Excerpted from George Stacey and the Creation of American Chic, by Maureen Footer
In 1938 Brenda Diana Duff Frazier made her society debut to much fanfare, landing the cover of Life and giving hope of a brighter future to a Depression-weary America. Naturally, the world’s most famous debutante needed stylishly decorated digs to suit her newfound stature. Her signature red lipstick, Footer writes, “may have had much to do with the honing of Stacey’s signature red and green palette” at her home, Meadow Wood Farm, in Oyster Bay. Frazier is photographed here in the drawing room; the illustration appeared in Vogue.
The introverted Stacey “surely fed off [Diana] Vreeland’s energy and confidence . . . as well as her prodigious imagination,” Footer writes. “It was a reciprocated admiration.” At the legendary fashion editor’s apartment at 400 Park Avenue, Stacey designed a “high style, high contrast” entry hall replete with four-foot-tall blackamoors and ebonized floors, where Vreeland posed dripping in pearls for George Platt Lynes (above, right). Stacey acolyte Billy Baldwin decorated her later residence, at 550 Park Avenue (above, left), employing Stacey furniture, Vreeland’s beloved “cinquecento” red, and a large draped mirror, a decorating device borrowed from Stacey.
Socialite Babe Paley, who was once a fashion editor at Vogue (Horst captured her fragile beauty in the image at left), took on Stacey as her decorator after her sisters, Minnie Astor and Betsey Whitney, reported successful collaborations with him.

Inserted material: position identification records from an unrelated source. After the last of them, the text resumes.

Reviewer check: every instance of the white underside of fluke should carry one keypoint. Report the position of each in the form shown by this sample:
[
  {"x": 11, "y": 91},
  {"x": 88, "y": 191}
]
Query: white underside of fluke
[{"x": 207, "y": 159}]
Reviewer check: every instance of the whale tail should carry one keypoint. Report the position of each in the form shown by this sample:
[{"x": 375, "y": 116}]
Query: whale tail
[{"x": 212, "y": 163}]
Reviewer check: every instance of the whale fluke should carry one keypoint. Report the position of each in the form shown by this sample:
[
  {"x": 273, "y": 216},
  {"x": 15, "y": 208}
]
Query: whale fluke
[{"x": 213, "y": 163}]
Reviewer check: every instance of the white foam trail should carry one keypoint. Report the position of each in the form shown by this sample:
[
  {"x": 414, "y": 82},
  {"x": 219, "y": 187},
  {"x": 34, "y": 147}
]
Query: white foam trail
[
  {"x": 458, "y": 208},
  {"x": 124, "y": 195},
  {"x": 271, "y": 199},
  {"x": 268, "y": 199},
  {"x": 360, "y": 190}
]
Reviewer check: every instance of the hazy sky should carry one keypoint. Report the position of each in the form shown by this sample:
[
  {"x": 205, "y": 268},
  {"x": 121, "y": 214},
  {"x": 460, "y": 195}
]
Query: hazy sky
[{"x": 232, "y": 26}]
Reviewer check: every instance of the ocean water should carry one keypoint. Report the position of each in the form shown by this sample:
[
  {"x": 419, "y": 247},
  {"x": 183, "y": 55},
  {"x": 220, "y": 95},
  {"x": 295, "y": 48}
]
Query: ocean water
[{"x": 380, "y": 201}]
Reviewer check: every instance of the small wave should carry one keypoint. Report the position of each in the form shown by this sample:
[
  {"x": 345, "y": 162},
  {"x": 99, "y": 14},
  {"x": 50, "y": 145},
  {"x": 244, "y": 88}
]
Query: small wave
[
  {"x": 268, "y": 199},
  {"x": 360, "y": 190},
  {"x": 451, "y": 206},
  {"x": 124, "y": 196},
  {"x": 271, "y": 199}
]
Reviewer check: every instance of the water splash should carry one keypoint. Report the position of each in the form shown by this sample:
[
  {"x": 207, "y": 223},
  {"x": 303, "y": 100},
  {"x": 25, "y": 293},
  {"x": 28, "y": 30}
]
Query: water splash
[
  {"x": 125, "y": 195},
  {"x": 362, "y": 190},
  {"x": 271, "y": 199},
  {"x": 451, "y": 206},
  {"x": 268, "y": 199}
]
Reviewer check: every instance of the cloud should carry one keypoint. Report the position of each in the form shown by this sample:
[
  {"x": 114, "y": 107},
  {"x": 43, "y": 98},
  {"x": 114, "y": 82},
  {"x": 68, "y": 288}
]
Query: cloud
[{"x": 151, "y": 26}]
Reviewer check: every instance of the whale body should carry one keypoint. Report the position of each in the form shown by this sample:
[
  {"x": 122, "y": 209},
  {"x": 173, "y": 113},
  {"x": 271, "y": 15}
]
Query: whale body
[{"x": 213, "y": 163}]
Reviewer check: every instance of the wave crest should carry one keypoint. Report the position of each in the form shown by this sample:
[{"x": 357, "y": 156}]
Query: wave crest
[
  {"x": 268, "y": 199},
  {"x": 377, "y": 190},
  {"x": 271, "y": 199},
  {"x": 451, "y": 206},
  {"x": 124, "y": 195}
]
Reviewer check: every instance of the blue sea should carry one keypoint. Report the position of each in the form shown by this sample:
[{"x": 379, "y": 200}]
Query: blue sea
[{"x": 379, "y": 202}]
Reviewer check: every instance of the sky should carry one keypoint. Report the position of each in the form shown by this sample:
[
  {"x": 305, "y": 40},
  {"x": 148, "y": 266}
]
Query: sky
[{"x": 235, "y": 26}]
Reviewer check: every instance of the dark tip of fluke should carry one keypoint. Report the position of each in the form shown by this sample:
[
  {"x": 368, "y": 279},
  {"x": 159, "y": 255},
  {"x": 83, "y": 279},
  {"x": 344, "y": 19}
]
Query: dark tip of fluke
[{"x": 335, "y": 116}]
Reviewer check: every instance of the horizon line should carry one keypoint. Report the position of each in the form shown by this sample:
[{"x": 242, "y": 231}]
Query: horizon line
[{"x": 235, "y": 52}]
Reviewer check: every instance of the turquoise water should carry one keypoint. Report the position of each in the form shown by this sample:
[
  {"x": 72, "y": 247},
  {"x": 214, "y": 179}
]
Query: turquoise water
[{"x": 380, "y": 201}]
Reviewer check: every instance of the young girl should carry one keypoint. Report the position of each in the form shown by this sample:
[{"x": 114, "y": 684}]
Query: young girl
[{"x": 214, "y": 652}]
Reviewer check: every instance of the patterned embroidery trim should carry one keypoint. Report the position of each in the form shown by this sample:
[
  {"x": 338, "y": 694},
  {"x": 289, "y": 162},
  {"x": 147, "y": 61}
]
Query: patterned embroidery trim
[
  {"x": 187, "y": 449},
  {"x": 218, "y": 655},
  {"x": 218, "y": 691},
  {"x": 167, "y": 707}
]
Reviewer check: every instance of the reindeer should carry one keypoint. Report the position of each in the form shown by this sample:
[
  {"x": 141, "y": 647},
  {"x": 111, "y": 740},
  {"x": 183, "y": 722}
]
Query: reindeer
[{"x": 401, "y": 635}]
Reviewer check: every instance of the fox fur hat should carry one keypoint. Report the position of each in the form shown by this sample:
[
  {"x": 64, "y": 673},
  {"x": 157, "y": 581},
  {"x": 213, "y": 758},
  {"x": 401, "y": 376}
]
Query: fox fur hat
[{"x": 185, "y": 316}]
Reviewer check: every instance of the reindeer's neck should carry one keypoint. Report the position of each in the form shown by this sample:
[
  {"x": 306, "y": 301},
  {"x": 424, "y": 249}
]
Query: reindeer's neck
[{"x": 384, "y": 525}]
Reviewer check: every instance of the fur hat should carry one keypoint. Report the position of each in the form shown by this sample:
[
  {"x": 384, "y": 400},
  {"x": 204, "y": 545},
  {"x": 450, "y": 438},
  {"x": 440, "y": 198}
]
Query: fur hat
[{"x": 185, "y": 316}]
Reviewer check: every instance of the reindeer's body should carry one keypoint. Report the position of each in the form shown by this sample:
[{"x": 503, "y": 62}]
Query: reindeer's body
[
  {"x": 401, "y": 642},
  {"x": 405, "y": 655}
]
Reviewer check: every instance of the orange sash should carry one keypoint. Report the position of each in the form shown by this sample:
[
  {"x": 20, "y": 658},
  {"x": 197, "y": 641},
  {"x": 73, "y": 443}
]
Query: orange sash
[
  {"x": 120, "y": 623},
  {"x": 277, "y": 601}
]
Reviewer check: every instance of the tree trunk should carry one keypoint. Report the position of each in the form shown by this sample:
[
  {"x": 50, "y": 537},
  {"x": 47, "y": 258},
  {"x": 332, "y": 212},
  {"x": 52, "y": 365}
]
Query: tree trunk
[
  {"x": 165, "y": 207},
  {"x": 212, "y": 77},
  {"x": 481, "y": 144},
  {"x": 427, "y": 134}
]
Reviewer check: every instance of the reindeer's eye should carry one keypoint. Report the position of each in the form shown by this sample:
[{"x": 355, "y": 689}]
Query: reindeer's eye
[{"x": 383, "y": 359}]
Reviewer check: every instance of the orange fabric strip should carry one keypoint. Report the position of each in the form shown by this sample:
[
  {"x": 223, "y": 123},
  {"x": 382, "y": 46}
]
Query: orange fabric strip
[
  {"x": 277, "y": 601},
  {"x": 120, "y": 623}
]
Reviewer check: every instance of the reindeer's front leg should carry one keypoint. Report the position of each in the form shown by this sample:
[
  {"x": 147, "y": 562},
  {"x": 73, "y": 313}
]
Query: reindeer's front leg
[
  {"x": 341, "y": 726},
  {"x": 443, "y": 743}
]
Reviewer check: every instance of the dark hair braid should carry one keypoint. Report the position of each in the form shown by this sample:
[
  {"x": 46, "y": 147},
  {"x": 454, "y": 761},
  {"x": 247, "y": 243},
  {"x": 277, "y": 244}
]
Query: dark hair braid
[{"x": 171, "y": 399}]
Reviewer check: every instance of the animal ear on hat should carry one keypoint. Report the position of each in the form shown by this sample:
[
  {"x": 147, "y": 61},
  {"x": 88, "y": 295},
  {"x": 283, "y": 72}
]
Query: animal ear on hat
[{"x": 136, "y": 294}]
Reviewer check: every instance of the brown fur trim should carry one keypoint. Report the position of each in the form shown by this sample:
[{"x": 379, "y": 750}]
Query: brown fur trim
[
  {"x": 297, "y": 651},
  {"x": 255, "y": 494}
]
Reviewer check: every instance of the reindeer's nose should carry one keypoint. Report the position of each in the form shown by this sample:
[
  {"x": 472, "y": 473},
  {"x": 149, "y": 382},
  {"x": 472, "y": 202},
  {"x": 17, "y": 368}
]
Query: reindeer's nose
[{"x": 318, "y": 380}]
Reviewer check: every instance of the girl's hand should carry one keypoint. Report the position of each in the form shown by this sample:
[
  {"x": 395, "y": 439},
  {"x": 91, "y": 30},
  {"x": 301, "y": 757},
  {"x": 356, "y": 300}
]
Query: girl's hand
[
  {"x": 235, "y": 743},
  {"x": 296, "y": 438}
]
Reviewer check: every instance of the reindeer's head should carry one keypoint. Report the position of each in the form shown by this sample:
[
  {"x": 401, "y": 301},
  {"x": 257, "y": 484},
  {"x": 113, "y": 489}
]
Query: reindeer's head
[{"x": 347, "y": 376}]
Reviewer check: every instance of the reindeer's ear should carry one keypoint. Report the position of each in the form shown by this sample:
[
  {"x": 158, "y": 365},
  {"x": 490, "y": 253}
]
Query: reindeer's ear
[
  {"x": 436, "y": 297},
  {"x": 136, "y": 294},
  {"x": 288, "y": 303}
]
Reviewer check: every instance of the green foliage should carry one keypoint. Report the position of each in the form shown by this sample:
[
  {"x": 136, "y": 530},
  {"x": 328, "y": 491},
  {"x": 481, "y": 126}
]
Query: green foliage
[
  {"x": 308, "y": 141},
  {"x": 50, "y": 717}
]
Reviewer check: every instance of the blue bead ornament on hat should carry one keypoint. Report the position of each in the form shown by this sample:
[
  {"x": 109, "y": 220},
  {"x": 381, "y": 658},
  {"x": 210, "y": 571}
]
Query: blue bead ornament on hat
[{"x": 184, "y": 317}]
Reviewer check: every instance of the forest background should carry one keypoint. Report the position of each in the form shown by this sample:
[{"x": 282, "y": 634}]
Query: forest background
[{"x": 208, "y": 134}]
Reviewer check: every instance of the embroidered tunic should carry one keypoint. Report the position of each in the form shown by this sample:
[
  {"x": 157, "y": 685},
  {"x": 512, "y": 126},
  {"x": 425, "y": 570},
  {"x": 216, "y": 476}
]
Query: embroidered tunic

The pair shared a passion for French antiques, which filled her Gold Coast estate, Kiluna Farm (above, right), enhancing the considerable collection of 19th-century French paintings amassed by her husband, CBS television chief executive William S. Paley.
After she gained fame as an actress, Grace Kelly (above, middle) enlisted Stacey to decorate an apartment overlooking Central Park, and she later retained his services upon becoming the Princess of Monaco, in 1956. In the Palais Princier, Stacey introduced subtle designs that refreshed the public rooms, such as the Salon des Glaces (above, left), where Princess Caroline poses on a reupholstered bench. The airy conservatory/family room (above, right) is anchored by substantial pieces, including an eight-seat borne (a sofa with a central back) and an ample writing table.
Grace Kelly and Ava Gardner had starred together in the 1953 film Mogambo, and when Gardner decamped from Hollywood for Spain, Kelly sent Stacey, who was spending lots of time in Paris, her way. The living room (above, left) and dining room (above, right) of Gardner’s apartment in Madrid are excellent examples of Stacey’s finely honed eye for balance and scale, as well as color palettes, such as dove gray and chocolate brown in the former and persimmon, gold, and black in the latter.